Dutee is regarded as one of India’s most promising track athletes. She has consistently brought home medals, the latest just six weeks ago at the Asian Junior Athletics in Taipei where she won two golds. Just as she was getting set to participate in the Commonwealth Games, she was made to undergo this so-called ‘gender determination’ test and thereafter held back. 

 The girl is just 18. She comes from a poor weaver’s family in Odisha. At one shot, the very people who should have been nurturing her for the future have virtually destroyed her career. Luckily for her, the Odisha government and sports association have promised help and are willing to invest in whatever medical intervention is needed to set right her hormone levels. But the question should still be asked: why do we have these tests? And when it is mandatory that even if tests are conducted, that they be kept confidential, why is this information put out in the public space? Dutee says that within days of the news of the tests, journalists landed up at her home in Gopalpur and demanded from her bewildered parents an answer to the nonsensical question: “Is Dutee a boy or a girl?” 

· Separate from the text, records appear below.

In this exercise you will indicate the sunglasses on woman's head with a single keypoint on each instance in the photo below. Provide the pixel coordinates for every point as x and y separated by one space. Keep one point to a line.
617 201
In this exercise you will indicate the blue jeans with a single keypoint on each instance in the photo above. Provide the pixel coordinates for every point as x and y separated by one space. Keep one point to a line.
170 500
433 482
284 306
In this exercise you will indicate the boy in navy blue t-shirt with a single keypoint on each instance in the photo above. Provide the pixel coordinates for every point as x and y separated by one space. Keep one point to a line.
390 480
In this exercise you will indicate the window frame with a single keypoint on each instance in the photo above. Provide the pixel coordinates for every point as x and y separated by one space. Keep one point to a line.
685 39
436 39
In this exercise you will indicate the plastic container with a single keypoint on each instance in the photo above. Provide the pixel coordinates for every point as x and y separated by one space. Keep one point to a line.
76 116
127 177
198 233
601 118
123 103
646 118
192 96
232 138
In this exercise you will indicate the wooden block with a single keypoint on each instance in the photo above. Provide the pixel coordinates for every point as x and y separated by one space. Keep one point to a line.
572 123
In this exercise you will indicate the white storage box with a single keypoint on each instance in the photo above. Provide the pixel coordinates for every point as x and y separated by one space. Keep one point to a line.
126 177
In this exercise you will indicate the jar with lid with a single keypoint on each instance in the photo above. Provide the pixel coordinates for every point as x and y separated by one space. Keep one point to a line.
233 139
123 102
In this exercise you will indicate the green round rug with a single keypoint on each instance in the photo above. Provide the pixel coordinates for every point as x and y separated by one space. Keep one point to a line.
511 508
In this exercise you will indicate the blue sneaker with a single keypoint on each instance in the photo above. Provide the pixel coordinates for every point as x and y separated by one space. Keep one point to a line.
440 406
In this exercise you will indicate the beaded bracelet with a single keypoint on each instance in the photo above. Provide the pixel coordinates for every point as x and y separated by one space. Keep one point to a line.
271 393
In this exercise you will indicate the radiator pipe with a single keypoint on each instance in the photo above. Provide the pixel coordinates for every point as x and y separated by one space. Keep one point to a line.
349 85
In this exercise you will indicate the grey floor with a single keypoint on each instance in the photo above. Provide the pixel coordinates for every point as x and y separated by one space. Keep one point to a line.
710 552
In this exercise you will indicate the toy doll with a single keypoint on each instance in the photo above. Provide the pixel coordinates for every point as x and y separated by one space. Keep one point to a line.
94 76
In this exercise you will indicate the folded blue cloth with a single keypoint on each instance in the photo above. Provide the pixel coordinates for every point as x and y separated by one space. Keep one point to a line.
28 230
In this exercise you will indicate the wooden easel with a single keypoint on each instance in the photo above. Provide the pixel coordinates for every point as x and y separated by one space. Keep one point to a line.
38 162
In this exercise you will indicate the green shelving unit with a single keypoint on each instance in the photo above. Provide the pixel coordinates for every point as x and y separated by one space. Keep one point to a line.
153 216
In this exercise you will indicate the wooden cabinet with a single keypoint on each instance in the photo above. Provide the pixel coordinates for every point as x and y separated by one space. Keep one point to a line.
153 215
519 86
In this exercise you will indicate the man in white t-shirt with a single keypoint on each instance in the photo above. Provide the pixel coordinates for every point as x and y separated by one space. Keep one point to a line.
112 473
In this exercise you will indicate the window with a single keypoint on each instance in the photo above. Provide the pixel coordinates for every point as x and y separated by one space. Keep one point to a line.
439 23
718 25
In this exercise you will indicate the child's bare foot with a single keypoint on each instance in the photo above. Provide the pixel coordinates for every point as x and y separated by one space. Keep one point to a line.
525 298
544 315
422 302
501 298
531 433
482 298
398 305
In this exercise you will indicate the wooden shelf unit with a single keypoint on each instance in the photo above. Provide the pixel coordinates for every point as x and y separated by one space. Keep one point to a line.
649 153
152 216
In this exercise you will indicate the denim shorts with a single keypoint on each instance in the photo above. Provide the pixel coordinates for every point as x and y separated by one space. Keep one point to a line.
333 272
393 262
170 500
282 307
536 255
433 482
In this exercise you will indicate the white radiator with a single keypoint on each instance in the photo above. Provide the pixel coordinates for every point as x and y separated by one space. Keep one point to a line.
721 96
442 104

 A woman who knows well what this feels like is the outstanding woman athlete Santhi Soundarajan, who was stripped of her silver medial won at the 2006 Doha Asian Games when she failed a “gender” test. Santhi has managed, with immense difficultly, to overcome her despair and has rehabilitated herself.  But when she heard about Dutee, here is what she said, “They have tested her at the last minute, humiliated her and broken her heart… Now, if she re-enters the sports field, things will not be normal. Even if she takes treatment, people will kill her with their suspicious gaze.”

 Depressing words from Santhi, but Dutee should look at the example of another female athlete similarly humiliated. Caster Semenya from South Africa was considered the fastest woman on earth after her spectacular performance in 2009 at the World Championships.  Like Santhi and now Dutee, Caster “failed” the test and was humiliated.  But she dug herself out and went on to compete in the London Olympics where she won the silver medal in the women’s 800 metres. South Africa had her carry the country’s flag.  When will our sports authorities grow up and develop knowledge and sensitivity to nurture our future women athletes?